One of the most important requirements of most web apps is providing some form of authentication and authorization. And as a Ruby on Rails developer, I've long been accustomed to having amazingly full-featured, easily configurable open-source authentication and authorization libraries available, libraries that integrate well and provide generalized solutions.
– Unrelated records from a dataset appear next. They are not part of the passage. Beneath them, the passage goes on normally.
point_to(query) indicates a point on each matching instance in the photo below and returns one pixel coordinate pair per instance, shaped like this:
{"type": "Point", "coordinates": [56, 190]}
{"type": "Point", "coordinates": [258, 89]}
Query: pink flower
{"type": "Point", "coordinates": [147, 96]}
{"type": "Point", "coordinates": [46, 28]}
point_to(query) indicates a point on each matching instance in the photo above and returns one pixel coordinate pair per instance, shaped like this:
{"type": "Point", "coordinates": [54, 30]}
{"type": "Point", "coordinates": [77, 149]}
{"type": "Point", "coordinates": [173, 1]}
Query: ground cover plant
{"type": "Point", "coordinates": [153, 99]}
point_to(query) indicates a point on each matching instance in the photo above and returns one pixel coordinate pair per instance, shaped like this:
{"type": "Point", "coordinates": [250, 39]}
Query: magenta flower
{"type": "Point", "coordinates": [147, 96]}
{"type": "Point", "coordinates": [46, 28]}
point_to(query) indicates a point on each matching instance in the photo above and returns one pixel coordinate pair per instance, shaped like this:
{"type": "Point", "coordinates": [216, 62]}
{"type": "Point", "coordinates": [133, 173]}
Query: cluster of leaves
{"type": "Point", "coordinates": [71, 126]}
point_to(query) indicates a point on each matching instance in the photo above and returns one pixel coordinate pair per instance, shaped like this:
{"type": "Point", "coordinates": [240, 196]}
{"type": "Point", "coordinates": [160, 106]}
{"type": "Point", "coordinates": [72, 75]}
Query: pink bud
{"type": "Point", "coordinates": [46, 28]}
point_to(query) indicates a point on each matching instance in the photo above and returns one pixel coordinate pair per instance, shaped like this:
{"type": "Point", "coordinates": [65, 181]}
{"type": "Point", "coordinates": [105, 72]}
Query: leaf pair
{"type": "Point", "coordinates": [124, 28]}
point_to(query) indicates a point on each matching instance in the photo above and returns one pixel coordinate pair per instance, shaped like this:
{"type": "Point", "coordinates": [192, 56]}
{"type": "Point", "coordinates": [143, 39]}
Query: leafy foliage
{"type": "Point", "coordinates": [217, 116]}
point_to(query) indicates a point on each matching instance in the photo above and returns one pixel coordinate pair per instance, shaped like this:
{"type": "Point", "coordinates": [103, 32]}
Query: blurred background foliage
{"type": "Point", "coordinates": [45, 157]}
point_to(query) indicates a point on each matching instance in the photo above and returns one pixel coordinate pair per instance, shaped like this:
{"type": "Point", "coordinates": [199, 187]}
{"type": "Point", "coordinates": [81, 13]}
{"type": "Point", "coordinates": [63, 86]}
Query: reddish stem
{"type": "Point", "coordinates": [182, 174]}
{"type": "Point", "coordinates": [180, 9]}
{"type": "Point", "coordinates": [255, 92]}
This includes libraries like Devise, Warden, CanCan, Omniauth and more. But until now Clojure hasn't had anything remotely like this--you'd have to roll your own.
However, earlier this year, while considering the challenge of providing a generalized, modular system for authentication and authorization, Chas Emerick introduced a library called Friend. Friend aims to provide some of the necessary foundations for this kind of flexible authentication/authorization system, along the lines of other libraries already present in other language eco-systems.
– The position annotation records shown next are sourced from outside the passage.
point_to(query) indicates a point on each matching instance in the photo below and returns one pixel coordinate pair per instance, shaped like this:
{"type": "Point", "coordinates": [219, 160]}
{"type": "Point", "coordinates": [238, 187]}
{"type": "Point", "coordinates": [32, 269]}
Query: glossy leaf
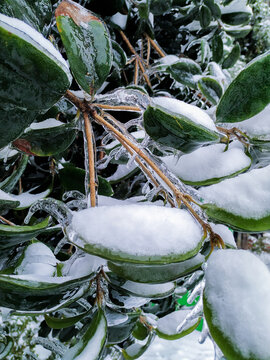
{"type": "Point", "coordinates": [210, 88]}
{"type": "Point", "coordinates": [87, 43]}
{"type": "Point", "coordinates": [156, 273]}
{"type": "Point", "coordinates": [232, 57]}
{"type": "Point", "coordinates": [14, 235]}
{"type": "Point", "coordinates": [205, 16]}
{"type": "Point", "coordinates": [30, 67]}
{"type": "Point", "coordinates": [35, 13]}
{"type": "Point", "coordinates": [249, 92]}
{"type": "Point", "coordinates": [185, 71]}
{"type": "Point", "coordinates": [176, 130]}
{"type": "Point", "coordinates": [46, 141]}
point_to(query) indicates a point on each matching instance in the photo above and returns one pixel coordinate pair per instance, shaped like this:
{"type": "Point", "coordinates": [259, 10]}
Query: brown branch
{"type": "Point", "coordinates": [91, 159]}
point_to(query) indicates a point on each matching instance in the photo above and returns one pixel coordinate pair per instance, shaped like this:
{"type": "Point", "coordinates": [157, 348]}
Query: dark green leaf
{"type": "Point", "coordinates": [210, 88]}
{"type": "Point", "coordinates": [184, 71]}
{"type": "Point", "coordinates": [249, 92]}
{"type": "Point", "coordinates": [232, 57]}
{"type": "Point", "coordinates": [87, 43]}
{"type": "Point", "coordinates": [217, 48]}
{"type": "Point", "coordinates": [205, 16]}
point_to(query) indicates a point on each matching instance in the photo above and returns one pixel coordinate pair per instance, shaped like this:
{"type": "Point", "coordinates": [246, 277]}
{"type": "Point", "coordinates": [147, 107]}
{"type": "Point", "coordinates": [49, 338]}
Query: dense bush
{"type": "Point", "coordinates": [134, 151]}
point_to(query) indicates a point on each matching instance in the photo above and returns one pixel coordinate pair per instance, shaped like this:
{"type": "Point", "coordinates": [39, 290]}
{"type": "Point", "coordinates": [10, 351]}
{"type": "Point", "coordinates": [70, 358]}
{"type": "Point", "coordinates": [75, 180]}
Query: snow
{"type": "Point", "coordinates": [144, 229]}
{"type": "Point", "coordinates": [236, 6]}
{"type": "Point", "coordinates": [33, 37]}
{"type": "Point", "coordinates": [169, 323]}
{"type": "Point", "coordinates": [258, 125]}
{"type": "Point", "coordinates": [38, 260]}
{"type": "Point", "coordinates": [209, 162]}
{"type": "Point", "coordinates": [120, 20]}
{"type": "Point", "coordinates": [237, 290]}
{"type": "Point", "coordinates": [49, 123]}
{"type": "Point", "coordinates": [225, 233]}
{"type": "Point", "coordinates": [192, 112]}
{"type": "Point", "coordinates": [186, 348]}
{"type": "Point", "coordinates": [246, 195]}
{"type": "Point", "coordinates": [93, 347]}
{"type": "Point", "coordinates": [5, 196]}
{"type": "Point", "coordinates": [148, 290]}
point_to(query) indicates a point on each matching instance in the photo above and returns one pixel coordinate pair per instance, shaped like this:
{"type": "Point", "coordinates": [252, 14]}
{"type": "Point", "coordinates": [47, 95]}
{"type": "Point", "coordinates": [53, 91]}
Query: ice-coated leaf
{"type": "Point", "coordinates": [156, 273]}
{"type": "Point", "coordinates": [242, 202]}
{"type": "Point", "coordinates": [210, 164]}
{"type": "Point", "coordinates": [185, 71]}
{"type": "Point", "coordinates": [249, 92]}
{"type": "Point", "coordinates": [205, 16]}
{"type": "Point", "coordinates": [210, 88]}
{"type": "Point", "coordinates": [14, 235]}
{"type": "Point", "coordinates": [46, 138]}
{"type": "Point", "coordinates": [167, 325]}
{"type": "Point", "coordinates": [172, 235]}
{"type": "Point", "coordinates": [236, 299]}
{"type": "Point", "coordinates": [34, 75]}
{"type": "Point", "coordinates": [179, 125]}
{"type": "Point", "coordinates": [87, 43]}
{"type": "Point", "coordinates": [153, 291]}
{"type": "Point", "coordinates": [35, 13]}
{"type": "Point", "coordinates": [36, 292]}
{"type": "Point", "coordinates": [90, 345]}
{"type": "Point", "coordinates": [232, 57]}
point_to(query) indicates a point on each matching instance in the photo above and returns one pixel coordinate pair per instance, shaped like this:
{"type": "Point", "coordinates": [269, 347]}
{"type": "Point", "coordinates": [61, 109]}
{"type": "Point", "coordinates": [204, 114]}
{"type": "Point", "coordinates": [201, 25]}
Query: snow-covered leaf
{"type": "Point", "coordinates": [236, 304]}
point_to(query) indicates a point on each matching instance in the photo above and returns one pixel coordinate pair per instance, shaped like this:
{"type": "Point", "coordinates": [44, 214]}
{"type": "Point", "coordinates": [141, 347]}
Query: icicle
{"type": "Point", "coordinates": [55, 208]}
{"type": "Point", "coordinates": [53, 345]}
{"type": "Point", "coordinates": [74, 194]}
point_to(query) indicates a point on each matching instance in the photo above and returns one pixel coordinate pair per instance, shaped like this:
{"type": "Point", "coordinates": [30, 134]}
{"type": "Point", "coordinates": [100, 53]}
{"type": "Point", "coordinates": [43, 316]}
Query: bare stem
{"type": "Point", "coordinates": [155, 46]}
{"type": "Point", "coordinates": [91, 157]}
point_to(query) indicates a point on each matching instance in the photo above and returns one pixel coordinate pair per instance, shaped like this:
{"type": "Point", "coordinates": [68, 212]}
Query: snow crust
{"type": "Point", "coordinates": [258, 125]}
{"type": "Point", "coordinates": [138, 229]}
{"type": "Point", "coordinates": [192, 112]}
{"type": "Point", "coordinates": [31, 35]}
{"type": "Point", "coordinates": [246, 195]}
{"type": "Point", "coordinates": [48, 123]}
{"type": "Point", "coordinates": [209, 162]}
{"type": "Point", "coordinates": [169, 323]}
{"type": "Point", "coordinates": [237, 290]}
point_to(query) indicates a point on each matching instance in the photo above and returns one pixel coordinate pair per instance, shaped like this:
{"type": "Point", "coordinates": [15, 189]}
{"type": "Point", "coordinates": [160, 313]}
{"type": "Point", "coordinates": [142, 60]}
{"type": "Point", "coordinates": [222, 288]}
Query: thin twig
{"type": "Point", "coordinates": [91, 158]}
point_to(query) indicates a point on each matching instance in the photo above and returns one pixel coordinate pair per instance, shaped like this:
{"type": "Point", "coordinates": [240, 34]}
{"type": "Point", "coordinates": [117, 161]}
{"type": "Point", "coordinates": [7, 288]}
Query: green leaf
{"type": "Point", "coordinates": [185, 71]}
{"type": "Point", "coordinates": [174, 125]}
{"type": "Point", "coordinates": [167, 325]}
{"type": "Point", "coordinates": [10, 182]}
{"type": "Point", "coordinates": [236, 18]}
{"type": "Point", "coordinates": [210, 88]}
{"type": "Point", "coordinates": [14, 235]}
{"type": "Point", "coordinates": [35, 13]}
{"type": "Point", "coordinates": [35, 293]}
{"type": "Point", "coordinates": [33, 73]}
{"type": "Point", "coordinates": [159, 7]}
{"type": "Point", "coordinates": [42, 140]}
{"type": "Point", "coordinates": [205, 16]}
{"type": "Point", "coordinates": [87, 43]}
{"type": "Point", "coordinates": [252, 87]}
{"type": "Point", "coordinates": [232, 57]}
{"type": "Point", "coordinates": [91, 344]}
{"type": "Point", "coordinates": [64, 322]}
{"type": "Point", "coordinates": [217, 48]}
{"type": "Point", "coordinates": [221, 201]}
{"type": "Point", "coordinates": [156, 273]}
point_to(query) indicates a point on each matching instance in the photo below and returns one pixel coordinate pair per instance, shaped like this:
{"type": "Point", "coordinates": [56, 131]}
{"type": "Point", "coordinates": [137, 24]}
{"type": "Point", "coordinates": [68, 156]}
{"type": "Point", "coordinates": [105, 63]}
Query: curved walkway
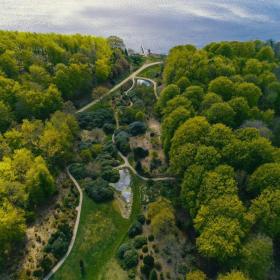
{"type": "Point", "coordinates": [75, 231]}
{"type": "Point", "coordinates": [79, 208]}
{"type": "Point", "coordinates": [124, 158]}
{"type": "Point", "coordinates": [132, 76]}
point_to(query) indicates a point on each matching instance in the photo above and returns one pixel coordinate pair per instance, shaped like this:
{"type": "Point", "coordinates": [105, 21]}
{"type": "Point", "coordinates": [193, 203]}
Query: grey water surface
{"type": "Point", "coordinates": [157, 24]}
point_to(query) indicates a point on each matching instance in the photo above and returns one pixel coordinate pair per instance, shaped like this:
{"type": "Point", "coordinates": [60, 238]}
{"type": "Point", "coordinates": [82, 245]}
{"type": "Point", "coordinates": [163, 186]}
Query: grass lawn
{"type": "Point", "coordinates": [101, 231]}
Rather than explaining it in detail (the README does a good job of explaining the details and thought behind it), I'll practice the "show don't tell" method: in the following tutorial, I'll write a simple login form using Compojure, using a standard email + password credentials setup, to show you how Friend can be plugged into a Clojure web app quite simply.
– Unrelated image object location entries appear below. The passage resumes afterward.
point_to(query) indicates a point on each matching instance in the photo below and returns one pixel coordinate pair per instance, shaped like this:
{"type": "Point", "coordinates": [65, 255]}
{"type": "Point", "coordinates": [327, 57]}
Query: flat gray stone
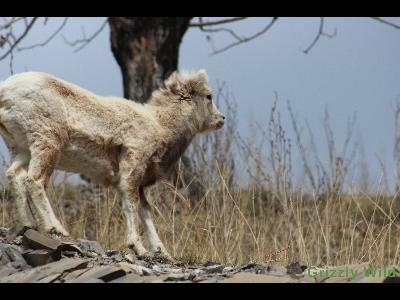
{"type": "Point", "coordinates": [86, 280]}
{"type": "Point", "coordinates": [35, 240]}
{"type": "Point", "coordinates": [15, 230]}
{"type": "Point", "coordinates": [105, 273]}
{"type": "Point", "coordinates": [74, 274]}
{"type": "Point", "coordinates": [38, 273]}
{"type": "Point", "coordinates": [90, 246]}
{"type": "Point", "coordinates": [6, 271]}
{"type": "Point", "coordinates": [50, 278]}
{"type": "Point", "coordinates": [38, 257]}
{"type": "Point", "coordinates": [135, 278]}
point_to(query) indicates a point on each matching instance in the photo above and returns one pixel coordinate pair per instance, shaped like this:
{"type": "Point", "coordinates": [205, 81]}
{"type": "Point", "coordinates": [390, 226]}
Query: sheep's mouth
{"type": "Point", "coordinates": [220, 124]}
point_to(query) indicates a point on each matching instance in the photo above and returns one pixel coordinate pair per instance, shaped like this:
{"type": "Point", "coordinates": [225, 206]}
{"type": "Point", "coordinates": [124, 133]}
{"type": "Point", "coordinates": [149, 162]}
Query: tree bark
{"type": "Point", "coordinates": [147, 51]}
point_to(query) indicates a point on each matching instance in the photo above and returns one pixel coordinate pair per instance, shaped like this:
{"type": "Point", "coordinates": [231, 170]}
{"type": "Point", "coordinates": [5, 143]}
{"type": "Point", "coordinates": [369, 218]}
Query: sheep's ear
{"type": "Point", "coordinates": [202, 75]}
{"type": "Point", "coordinates": [172, 83]}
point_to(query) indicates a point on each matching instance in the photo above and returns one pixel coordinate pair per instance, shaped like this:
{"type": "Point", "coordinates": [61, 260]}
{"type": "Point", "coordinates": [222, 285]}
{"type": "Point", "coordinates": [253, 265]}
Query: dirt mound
{"type": "Point", "coordinates": [27, 255]}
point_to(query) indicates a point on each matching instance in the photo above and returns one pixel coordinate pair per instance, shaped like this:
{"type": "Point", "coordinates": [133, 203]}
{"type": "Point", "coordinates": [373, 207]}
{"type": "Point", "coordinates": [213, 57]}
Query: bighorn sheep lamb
{"type": "Point", "coordinates": [48, 123]}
To see Friend's authentication working right away, we can simply wrap some of our Compojure functions in the authentication and authorization filters which Friend provides. The example below does nothing other than prevent an unauthenticated user from accessing a page with a simple authorization applied to it:
(defroutes app-routes
(GET "/" [] "Hello World")
(GET "/authorized" request
(friend/authorize #{::user} "This page can only be seen by authenticated users."))
(GET "/login" [] "Here is our login page.")
(route/not-found "Not Found"))
(def app
(handler/site
(friend/authenticate app-routes {})))
This doesn't really do much, but shows you how to set up an app so Friend will intercept your routes and lock authorized routes down right out of the box: if you go to the path /authorized
, you'll see you get redirected immediately to /login
.
Notice that our routes are not structured any differently than what the default Compojure scaffolding provides, we simply intercept the routes with Friend's authenticate
function before they are passed to Compojure's handler/site
. And in order to trigger the authentication/authorization functionality in Friend in our routes, we wrap our response with Friend's authorize
function, passing in the role which is authorized to access this route as the first argument (roles will be explained in more detail later on).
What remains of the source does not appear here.